Catch configuration and type mismatch errors at compile-time with our custom LSP, before your multi-hour distributed data job starts. Primitives include int, string, float, bool, timestamp, and void.

Distributed Execution via Ray

Execute workflows locally for debugging, then scale to a massive distributed cluster seamlessly. Features dynamic micro-batching, Numba JIT optimization for pure functions, and detached persistent actors.

Zero-Copy Memory via Apache Arrow

Data flows between Heddle pipelines and Python steps via Arrow Tables and Ray's Plasma store. Zero serialization overhead ensures unmatched high performance.

Time-Travel Debugging

Because data frames are immutable, the runtime persists execution history. If a step fails, you have access to the exact state of the data precisely at each prior step.
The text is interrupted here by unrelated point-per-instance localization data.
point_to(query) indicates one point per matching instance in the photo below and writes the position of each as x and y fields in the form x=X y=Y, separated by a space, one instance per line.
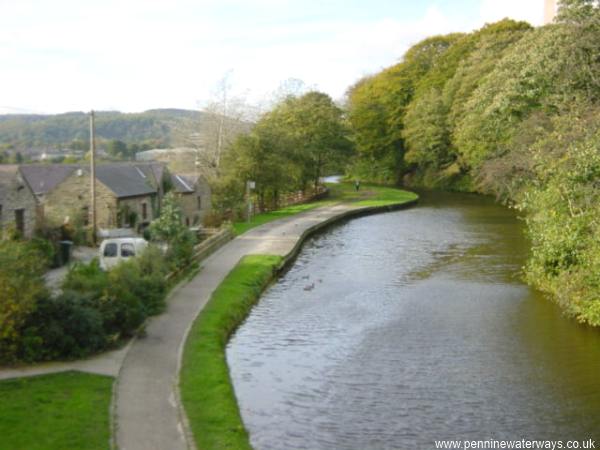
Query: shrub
x=21 y=288
x=68 y=326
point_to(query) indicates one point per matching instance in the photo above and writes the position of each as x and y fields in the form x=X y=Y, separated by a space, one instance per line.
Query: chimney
x=549 y=11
Build the Ecosystem: Radical Reusability

Heddle's true power lies in reusability. Stop rewriting the same Kafka reader or Postgres writer from scratch ten times a week.

The Functions Hub (fhub)

We are actively seeking Contributors to build fhub—an open-source standard library of reusable Heddle Steps for modern tools like dbt, Snowflake, HuggingFace, and OpenAI.

Define Once, Run Anywhere

Define a Step once and reuse it across multiple workflows. Build an internal ecosystem of Lego-like data connectors and transformations.